I’m reading The Winter Soldier by Daniel Mason. After I’m finished, I’m reading his story collection, A Registry of My Passage Upon the Earth. Just the title excites me.
When I’m writing about an artist, I return to my art history books. My father had a magnificent art history library that was accessed by climbing up a swinging ladder. I kept many of his various catalogs and volumes of information on Sam Francis.
Which writers, artists, and others influence your work in general, and this book, specifically?

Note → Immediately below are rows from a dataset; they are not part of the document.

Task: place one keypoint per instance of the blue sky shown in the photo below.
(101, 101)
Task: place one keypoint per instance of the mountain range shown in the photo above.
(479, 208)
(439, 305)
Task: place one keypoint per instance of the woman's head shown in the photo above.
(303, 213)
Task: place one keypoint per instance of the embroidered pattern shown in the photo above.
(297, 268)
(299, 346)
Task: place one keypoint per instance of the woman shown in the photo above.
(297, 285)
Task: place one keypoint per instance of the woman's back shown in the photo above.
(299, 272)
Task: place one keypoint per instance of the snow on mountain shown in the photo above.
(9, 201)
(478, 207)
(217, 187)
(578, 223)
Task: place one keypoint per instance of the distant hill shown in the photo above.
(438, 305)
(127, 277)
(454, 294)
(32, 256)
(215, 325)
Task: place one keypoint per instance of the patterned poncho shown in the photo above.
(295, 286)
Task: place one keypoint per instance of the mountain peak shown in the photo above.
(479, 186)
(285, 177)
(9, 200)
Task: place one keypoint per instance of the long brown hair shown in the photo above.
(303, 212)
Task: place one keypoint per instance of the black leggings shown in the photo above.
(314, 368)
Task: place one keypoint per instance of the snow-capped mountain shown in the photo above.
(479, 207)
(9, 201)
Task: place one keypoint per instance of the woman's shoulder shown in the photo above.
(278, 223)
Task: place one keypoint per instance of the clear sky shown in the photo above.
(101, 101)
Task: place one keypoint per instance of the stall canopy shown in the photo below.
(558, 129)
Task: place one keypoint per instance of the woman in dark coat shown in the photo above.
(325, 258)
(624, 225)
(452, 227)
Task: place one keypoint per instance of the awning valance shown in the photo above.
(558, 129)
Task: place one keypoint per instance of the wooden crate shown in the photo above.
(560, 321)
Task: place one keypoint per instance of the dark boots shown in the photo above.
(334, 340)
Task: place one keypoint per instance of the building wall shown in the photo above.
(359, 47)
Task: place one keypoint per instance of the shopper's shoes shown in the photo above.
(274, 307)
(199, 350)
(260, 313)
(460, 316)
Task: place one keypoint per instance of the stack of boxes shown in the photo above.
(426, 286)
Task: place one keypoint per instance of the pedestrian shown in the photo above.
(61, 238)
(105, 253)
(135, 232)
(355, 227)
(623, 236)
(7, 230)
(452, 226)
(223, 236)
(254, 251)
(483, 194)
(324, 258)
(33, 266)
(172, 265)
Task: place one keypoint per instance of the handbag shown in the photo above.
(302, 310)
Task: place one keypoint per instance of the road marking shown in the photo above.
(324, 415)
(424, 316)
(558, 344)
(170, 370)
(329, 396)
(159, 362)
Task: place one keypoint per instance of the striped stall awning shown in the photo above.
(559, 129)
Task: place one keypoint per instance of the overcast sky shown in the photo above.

Hopefully, the poets I love: Rilke, Blake, and Yeats. But in truth, it is probably my parents, both of whom were writers. My father’s art history writing is visual and scholarly while still being accessible. My mother was a short-story writer. Her stories had a strong sense of structure and shape. I hope my writing combines both their strong points. I want each chapter to be visual, scholarly, accessible, and shaped so that the reader has an experience of moving through the space and time of the chapter and, ultimately, of the whole book.
There was a show about twenty years ago at MOMA. It covered a four-year time-span during which Matisse wrestled with the issue of Picasso: namely, structure. Walking through the show, I remember seeing how Matisse resolved his passion for color and pattern with the basics of structure. It was such a perfect visual example of what a writer goes through when searching for an equilibrium between voice and structure.
If you opened a bookstore, where would it be located, what would it be called, and what would your bestseller be?
If I opened a bookstore, I would do it with my son, and it would have a strong manga section. Where would it be? Where indeed! Maybe the Dogpatch neighborhood in SF, maybe Amsterdam. We would name it Elysian or Bifrost Bridge because, in my family, we like our mythology and because books connect heaven and earth. And its bestseller is a book not yet written.